Este texto de Gálatas 3:15-25 aborda temas centrais da fé cristã: a relação entre a promessa de Deus, a Lei dada a Moisés e a vinda de Cristo. Paulo, diante de leitores gentios, esclarece que a herança da bênção prometida não depende da observância da Lei, mas da fé em Jesus Cristo. O objetivo é fortalecer a confiança na graça de Deus e na continuidade da aliança desde Abraão até Cristo, mostrando que a Lei funcionou como tutor para conduzir ao cumprimento da promessa.

Contexto Histórico-Cultural e Autoria

A carta aos Gálatas foi escrita por Paulo aos cristãos na Galácia, provavelmente no século I, em um contexto de conflitos sobre a validade da Lei para os gentios convertidos. Paulo defende a justificação pela fé, contrária à ideia de que a observância da Lei é necessária para a salvação. O trecho enfatiza a ideia de uma única promessa dirigida a um descendente singular, isto é, Cristo, e não a uma descendência múltipla. A Lei, dada quatrocentos e trinta anos depois, não anula a aliança anterior; ao contrário, funciona como tutora para conduzir a Cristo.

Personagens e Locais

Abraão – o patriarca da promessa divinal;Descendente – Jesus Cristo, que recebe a consumação da promessa;Mediador – figura mediadora da Lei, associada a anjos, que não contradize a promessa;Jerusalém celeste/ética de fé – não nomeados, mas presente na passagem como o lugar onde a fé é concebida e recebida. Localizações geográficas não são enfatizadas no trecho, mas o cenário é o mundo da aliança de Deus com Abraão, agora plenamente revelada em Cristo.

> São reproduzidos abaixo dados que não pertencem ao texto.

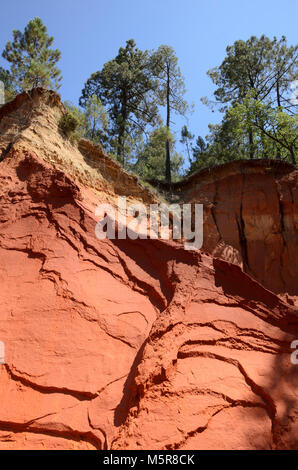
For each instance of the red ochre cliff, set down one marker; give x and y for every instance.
(140, 344)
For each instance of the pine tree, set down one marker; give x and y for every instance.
(33, 62)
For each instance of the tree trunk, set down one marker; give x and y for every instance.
(277, 93)
(293, 156)
(168, 157)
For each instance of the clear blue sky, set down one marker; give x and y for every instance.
(90, 32)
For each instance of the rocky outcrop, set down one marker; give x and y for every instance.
(123, 344)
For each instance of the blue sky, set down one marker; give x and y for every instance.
(90, 32)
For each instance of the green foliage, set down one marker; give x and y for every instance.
(5, 78)
(150, 162)
(32, 61)
(274, 129)
(186, 139)
(169, 91)
(97, 121)
(253, 90)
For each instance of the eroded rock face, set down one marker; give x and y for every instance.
(124, 344)
(251, 218)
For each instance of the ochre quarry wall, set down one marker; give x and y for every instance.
(130, 344)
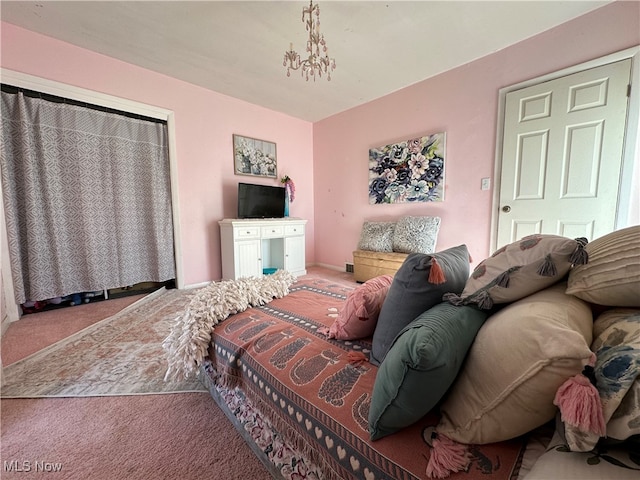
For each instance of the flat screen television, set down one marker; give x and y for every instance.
(260, 201)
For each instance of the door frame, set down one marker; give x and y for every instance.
(631, 147)
(52, 87)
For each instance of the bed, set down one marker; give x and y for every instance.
(306, 404)
(306, 394)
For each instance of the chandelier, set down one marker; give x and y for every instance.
(318, 61)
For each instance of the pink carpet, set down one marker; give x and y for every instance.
(173, 436)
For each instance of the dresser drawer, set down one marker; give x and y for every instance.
(273, 231)
(246, 232)
(291, 230)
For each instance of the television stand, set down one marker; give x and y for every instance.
(254, 247)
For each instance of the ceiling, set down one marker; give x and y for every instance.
(237, 47)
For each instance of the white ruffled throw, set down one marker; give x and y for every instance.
(190, 336)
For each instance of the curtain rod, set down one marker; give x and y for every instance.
(12, 89)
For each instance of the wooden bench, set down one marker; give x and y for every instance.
(369, 264)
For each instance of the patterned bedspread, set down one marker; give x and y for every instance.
(317, 395)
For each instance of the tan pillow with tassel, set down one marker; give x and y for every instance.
(521, 268)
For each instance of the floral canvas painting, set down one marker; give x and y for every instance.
(409, 171)
(254, 157)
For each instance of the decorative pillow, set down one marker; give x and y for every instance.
(520, 269)
(418, 285)
(359, 314)
(416, 234)
(377, 236)
(617, 373)
(518, 360)
(614, 461)
(421, 365)
(612, 276)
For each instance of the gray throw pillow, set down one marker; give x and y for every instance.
(412, 293)
(421, 365)
(377, 236)
(416, 234)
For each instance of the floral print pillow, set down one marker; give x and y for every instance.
(377, 236)
(617, 371)
(416, 234)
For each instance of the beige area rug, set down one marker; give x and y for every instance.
(121, 355)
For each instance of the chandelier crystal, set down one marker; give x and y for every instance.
(318, 62)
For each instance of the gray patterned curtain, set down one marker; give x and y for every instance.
(87, 198)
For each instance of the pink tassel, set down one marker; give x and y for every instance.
(436, 275)
(579, 403)
(447, 456)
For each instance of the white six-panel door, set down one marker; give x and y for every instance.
(562, 155)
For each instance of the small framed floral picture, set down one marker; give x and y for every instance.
(409, 171)
(254, 157)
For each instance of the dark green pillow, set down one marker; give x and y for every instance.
(421, 365)
(414, 290)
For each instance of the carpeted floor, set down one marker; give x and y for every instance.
(121, 355)
(179, 436)
(171, 436)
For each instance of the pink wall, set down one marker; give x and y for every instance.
(463, 103)
(205, 122)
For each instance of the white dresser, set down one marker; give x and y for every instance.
(251, 247)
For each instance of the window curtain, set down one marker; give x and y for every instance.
(87, 198)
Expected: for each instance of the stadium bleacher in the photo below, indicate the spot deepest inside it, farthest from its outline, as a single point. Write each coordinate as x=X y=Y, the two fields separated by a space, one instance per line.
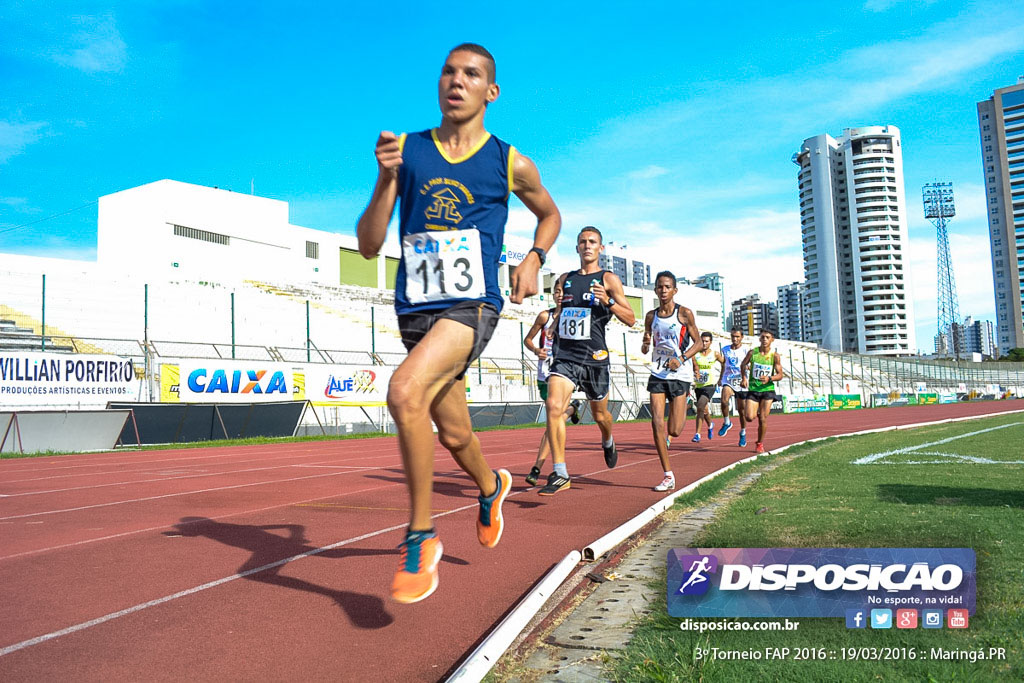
x=94 y=312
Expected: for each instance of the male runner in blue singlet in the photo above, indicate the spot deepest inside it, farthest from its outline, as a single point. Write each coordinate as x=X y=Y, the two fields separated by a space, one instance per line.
x=452 y=184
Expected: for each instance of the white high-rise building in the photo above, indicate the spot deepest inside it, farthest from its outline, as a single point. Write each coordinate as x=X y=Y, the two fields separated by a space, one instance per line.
x=791 y=311
x=855 y=238
x=1000 y=120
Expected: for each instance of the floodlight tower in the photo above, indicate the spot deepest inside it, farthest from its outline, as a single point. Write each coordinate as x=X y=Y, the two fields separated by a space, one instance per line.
x=939 y=208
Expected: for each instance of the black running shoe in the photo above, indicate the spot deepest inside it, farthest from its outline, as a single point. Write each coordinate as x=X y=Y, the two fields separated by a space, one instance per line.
x=556 y=482
x=610 y=455
x=574 y=418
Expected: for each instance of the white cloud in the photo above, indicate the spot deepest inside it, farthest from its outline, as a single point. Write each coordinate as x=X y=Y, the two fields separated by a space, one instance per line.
x=96 y=48
x=886 y=5
x=649 y=172
x=14 y=137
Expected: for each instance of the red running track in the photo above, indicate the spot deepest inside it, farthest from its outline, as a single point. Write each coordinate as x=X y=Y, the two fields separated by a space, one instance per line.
x=273 y=562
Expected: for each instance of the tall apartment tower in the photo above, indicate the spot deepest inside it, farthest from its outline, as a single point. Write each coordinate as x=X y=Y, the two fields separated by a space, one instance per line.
x=791 y=311
x=751 y=313
x=853 y=222
x=1000 y=120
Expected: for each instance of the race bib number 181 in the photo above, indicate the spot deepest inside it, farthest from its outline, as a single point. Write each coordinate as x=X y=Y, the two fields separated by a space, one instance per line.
x=443 y=265
x=573 y=324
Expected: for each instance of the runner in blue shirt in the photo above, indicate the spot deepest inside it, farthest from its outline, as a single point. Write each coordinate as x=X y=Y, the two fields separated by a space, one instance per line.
x=452 y=184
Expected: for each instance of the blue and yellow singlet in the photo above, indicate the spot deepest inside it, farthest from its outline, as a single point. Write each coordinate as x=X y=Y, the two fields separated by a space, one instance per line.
x=452 y=222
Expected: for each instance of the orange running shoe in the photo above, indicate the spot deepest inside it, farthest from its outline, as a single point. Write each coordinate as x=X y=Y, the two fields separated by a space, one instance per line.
x=417 y=575
x=489 y=523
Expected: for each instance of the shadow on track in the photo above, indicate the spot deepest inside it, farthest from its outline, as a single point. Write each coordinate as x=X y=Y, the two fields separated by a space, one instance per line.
x=366 y=611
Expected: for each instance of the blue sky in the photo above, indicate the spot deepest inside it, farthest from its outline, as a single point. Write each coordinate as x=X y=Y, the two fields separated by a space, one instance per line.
x=671 y=127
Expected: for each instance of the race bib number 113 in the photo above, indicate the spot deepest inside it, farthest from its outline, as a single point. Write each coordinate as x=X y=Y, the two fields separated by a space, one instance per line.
x=443 y=265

Explicação e significado do texto

- A promessa de Deus é dirigida a Abraão e ao seu descendente singular, que é Cristo, não a múltiplos descendentes. Isso aponta para a centralidade de Cristo na realização da promessa.

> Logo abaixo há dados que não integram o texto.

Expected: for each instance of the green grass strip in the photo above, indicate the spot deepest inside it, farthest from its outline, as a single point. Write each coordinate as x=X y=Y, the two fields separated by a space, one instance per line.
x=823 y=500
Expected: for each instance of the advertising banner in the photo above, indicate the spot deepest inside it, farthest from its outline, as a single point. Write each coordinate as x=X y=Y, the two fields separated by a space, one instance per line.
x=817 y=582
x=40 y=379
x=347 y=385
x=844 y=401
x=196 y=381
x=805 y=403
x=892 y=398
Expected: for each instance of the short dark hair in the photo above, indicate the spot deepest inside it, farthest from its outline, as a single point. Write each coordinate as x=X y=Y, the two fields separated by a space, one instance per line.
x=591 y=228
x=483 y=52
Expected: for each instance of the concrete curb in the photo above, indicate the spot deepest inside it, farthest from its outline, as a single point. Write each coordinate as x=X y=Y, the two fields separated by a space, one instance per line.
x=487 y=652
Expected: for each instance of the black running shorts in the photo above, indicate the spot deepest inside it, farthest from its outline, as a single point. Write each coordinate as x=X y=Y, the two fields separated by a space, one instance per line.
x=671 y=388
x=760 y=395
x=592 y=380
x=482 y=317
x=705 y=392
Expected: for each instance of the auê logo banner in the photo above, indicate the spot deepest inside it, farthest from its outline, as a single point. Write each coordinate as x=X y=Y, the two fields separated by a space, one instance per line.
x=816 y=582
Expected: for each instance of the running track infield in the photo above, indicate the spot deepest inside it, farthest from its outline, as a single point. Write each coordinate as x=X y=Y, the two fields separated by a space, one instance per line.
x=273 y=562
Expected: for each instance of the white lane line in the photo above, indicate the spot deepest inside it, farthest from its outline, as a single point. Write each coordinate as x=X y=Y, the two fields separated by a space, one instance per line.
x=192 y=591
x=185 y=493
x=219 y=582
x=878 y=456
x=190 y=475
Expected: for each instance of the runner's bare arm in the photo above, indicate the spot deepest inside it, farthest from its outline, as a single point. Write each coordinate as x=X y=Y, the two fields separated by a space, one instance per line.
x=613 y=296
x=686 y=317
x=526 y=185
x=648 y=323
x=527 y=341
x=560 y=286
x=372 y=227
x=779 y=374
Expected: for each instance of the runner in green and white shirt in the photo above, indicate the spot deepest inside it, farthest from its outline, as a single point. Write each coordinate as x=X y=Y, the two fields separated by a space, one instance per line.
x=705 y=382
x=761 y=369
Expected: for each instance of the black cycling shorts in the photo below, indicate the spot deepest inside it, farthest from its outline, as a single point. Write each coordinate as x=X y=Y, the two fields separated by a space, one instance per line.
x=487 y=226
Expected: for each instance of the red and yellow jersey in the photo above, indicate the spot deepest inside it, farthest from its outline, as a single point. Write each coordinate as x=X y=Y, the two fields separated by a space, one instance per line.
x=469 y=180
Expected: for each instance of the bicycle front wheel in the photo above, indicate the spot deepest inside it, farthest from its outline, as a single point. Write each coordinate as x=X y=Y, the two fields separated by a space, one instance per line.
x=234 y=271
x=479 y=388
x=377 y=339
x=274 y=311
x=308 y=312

- A Lei foi dada para conter a humanidade até a vinda daquele que encerraria a promessa. Ela não suplanta a promessa, pois, se a justiça viesse pela Lei, não haveria necessidade da fé.

- A Escritura revela que todos estão sob o pecado para que a promessa alcançasse os que creem em Jesus Cristo. A Lei atua como tutor para conduzir as pessoas a Cristo, para que pela fé sejam justificados.

- Com a chegada da fé, não somos mais devedores ao tutor, ou seja, não estamos mais sob o regime da Lei como única base de justiça. A graça, pela fé, dá continuidade à aliança promulgada a Abraão.

Devocional

A graça de Deus não é uma substituição da Lei, mas a consumação da promessa feita a Abraão. Ao compreender que a justiça vem pela fé em Cristo, somos convidados a descansar na fidelidade de Deus, não na nossa própria observância. Que possamos viver como membros da promessa, reconhecendo em Jesus o cumprimento de tudo o que Deus prometeu, e que a fé em Cristo nos conduza a uma vida de fidelidade e entrega.

Que (1) a fé em Jesus fortaleça nossa confiança na aliança de Deus e (2) a prática cristã reflita a graça que nos é oferecida, não como mérito, mas como resposta de gratidão pela salvação.